As such, electorally, there remains no alternative for the workers and youth of Japan. Because of this, enthusiasm for the general election in October will be low, and Ishiba and the LDP will probably hold on to power on the basis of a low election turnout, just as Kishida was elected on a mere 56 percent turnout.

A new political lost decade

No matter who takes the office, the deep crisis in society and the seething anger against the status quo will not go away. The decrepit, imperialist Japanese ruling class, tied by a thousand threads to the West, will faithfully serve the increasingly insane militarist adventures as a willing sidekick. In the process, they will drag the Japanese masses into more danger and suffering. Eventually, the masses will have to take matters into their own hands to steer their destinies away from the abyss.
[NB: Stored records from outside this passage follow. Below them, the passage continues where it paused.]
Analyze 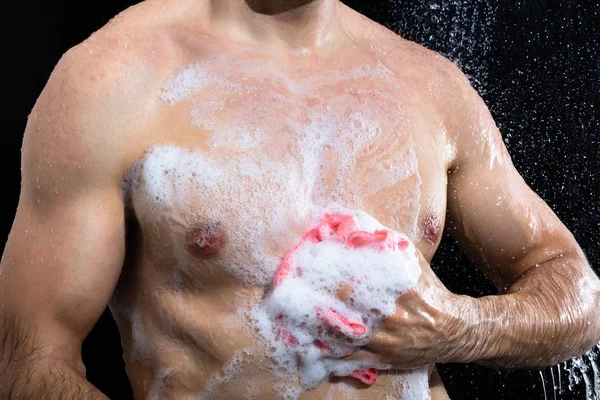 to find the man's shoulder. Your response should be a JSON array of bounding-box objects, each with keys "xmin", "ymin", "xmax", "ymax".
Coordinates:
[{"xmin": 346, "ymin": 4, "xmax": 469, "ymax": 89}]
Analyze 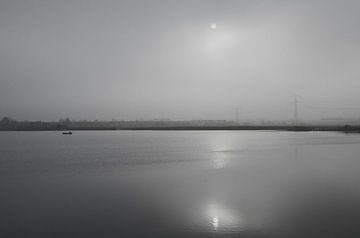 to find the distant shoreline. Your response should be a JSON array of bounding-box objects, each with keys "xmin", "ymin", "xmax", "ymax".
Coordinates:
[{"xmin": 0, "ymin": 125, "xmax": 360, "ymax": 133}]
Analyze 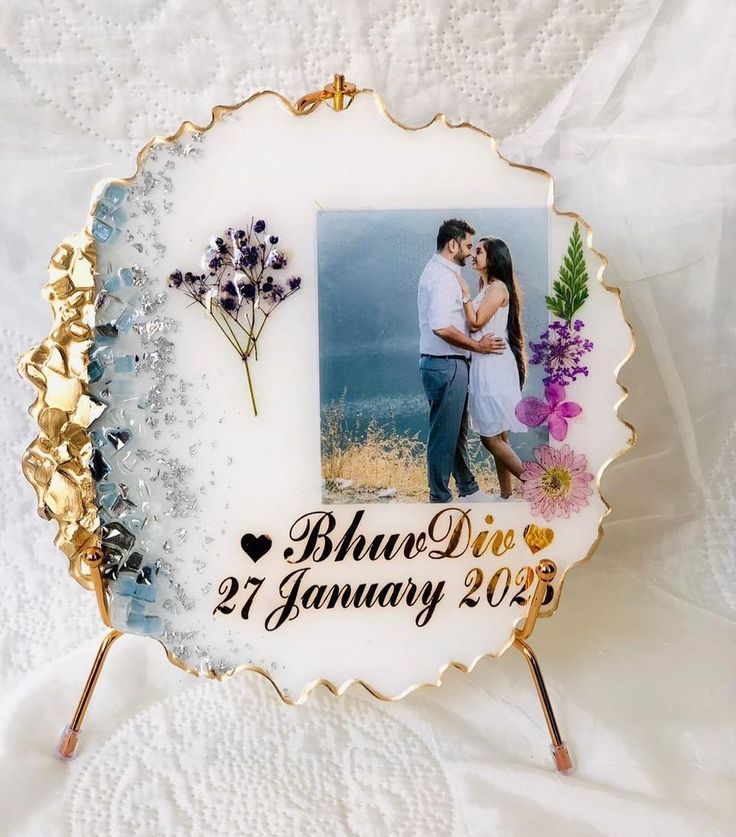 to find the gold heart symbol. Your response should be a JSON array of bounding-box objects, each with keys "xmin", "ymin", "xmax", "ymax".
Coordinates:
[{"xmin": 524, "ymin": 523, "xmax": 555, "ymax": 554}]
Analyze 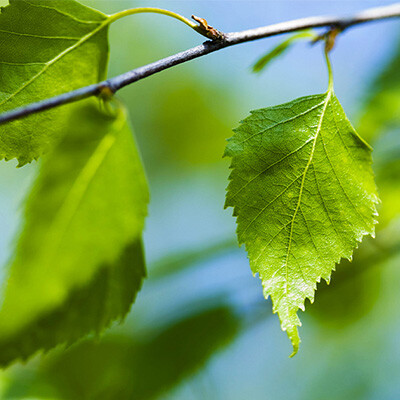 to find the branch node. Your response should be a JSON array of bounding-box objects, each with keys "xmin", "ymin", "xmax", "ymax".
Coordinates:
[{"xmin": 192, "ymin": 15, "xmax": 226, "ymax": 40}]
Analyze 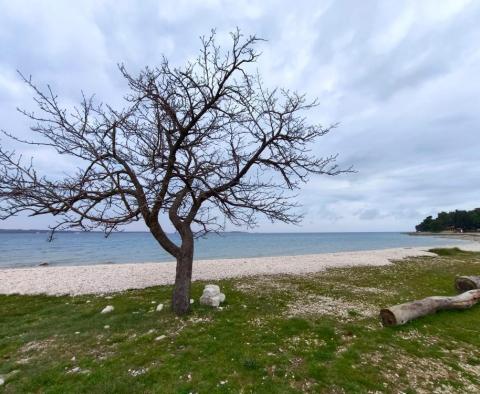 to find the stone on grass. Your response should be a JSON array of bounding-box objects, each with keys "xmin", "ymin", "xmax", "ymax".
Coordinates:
[
  {"xmin": 100, "ymin": 305, "xmax": 115, "ymax": 314},
  {"xmin": 200, "ymin": 285, "xmax": 225, "ymax": 308}
]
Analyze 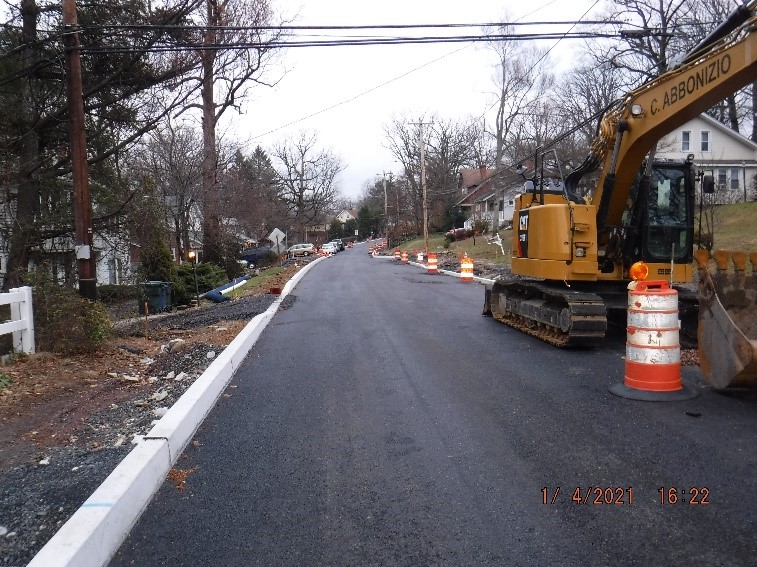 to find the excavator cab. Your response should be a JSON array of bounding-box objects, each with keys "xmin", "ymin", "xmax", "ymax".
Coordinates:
[{"xmin": 608, "ymin": 160, "xmax": 695, "ymax": 270}]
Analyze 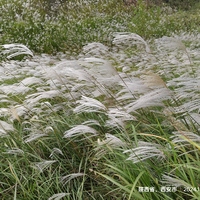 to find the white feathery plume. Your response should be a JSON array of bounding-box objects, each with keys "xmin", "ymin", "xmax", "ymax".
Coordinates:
[
  {"xmin": 106, "ymin": 108, "xmax": 137, "ymax": 127},
  {"xmin": 49, "ymin": 148, "xmax": 63, "ymax": 157},
  {"xmin": 160, "ymin": 174, "xmax": 191, "ymax": 187},
  {"xmin": 141, "ymin": 71, "xmax": 167, "ymax": 88},
  {"xmin": 73, "ymin": 96, "xmax": 107, "ymax": 114},
  {"xmin": 26, "ymin": 90, "xmax": 61, "ymax": 104},
  {"xmin": 95, "ymin": 133, "xmax": 127, "ymax": 159},
  {"xmin": 60, "ymin": 173, "xmax": 84, "ymax": 185},
  {"xmin": 174, "ymin": 99, "xmax": 200, "ymax": 113},
  {"xmin": 83, "ymin": 42, "xmax": 109, "ymax": 57},
  {"xmin": 0, "ymin": 84, "xmax": 32, "ymax": 95},
  {"xmin": 125, "ymin": 88, "xmax": 174, "ymax": 113},
  {"xmin": 21, "ymin": 77, "xmax": 43, "ymax": 86},
  {"xmin": 32, "ymin": 160, "xmax": 57, "ymax": 172},
  {"xmin": 64, "ymin": 125, "xmax": 97, "ymax": 138},
  {"xmin": 170, "ymin": 131, "xmax": 200, "ymax": 147},
  {"xmin": 24, "ymin": 133, "xmax": 46, "ymax": 143},
  {"xmin": 113, "ymin": 33, "xmax": 151, "ymax": 53},
  {"xmin": 123, "ymin": 141, "xmax": 166, "ymax": 163},
  {"xmin": 82, "ymin": 119, "xmax": 100, "ymax": 126},
  {"xmin": 0, "ymin": 120, "xmax": 15, "ymax": 136},
  {"xmin": 82, "ymin": 57, "xmax": 117, "ymax": 77},
  {"xmin": 48, "ymin": 193, "xmax": 70, "ymax": 200},
  {"xmin": 1, "ymin": 44, "xmax": 33, "ymax": 59},
  {"xmin": 3, "ymin": 148, "xmax": 24, "ymax": 155}
]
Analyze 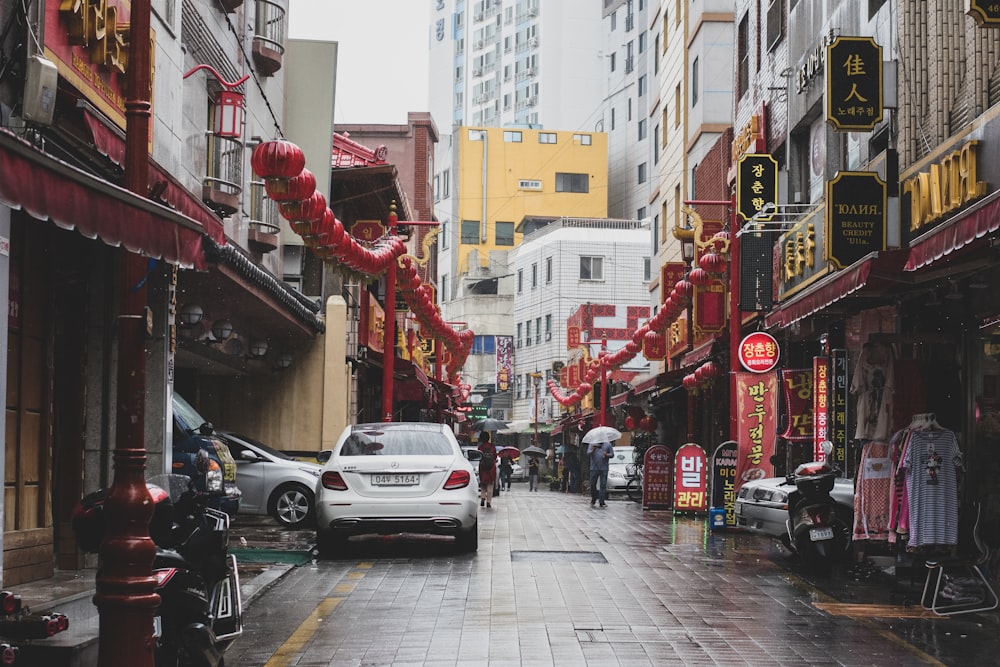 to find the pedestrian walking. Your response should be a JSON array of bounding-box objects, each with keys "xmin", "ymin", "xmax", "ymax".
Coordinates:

Turmoil in Japanese bourgeois politics will continue until capitalism is overthrown.

A glimmer of future rising struggles can be seen in this year’s Shunto (春闘, spring struggles), where the trade unions won a 4 percent wage rise from large corporations, the highest wage hike since 1992. The Financial Times reported that several strikes have occurred this year in Japan, where workers’ action has been a rarity for decades.

“Looking back, we feel that labour unions have been too reasonable,” Katahiro Yasukochi, chair of the Japanese Association of Metal, Machinery and Manufacturing Workers told the FT. Given that there is a labour shortage in Japan, the workers are playing to their strengths. “The labour shortage will never be resolved. We have entered an era where company managers who cannot raise wages will be removed from the market.” In other words, the Japanese workers are starting to feel the power in their hands.

And soon, they will draw the conclusion that the ruling class that keeps Japan in an unending succession of ‘lost decades’, both economically and politically, should be removed from power.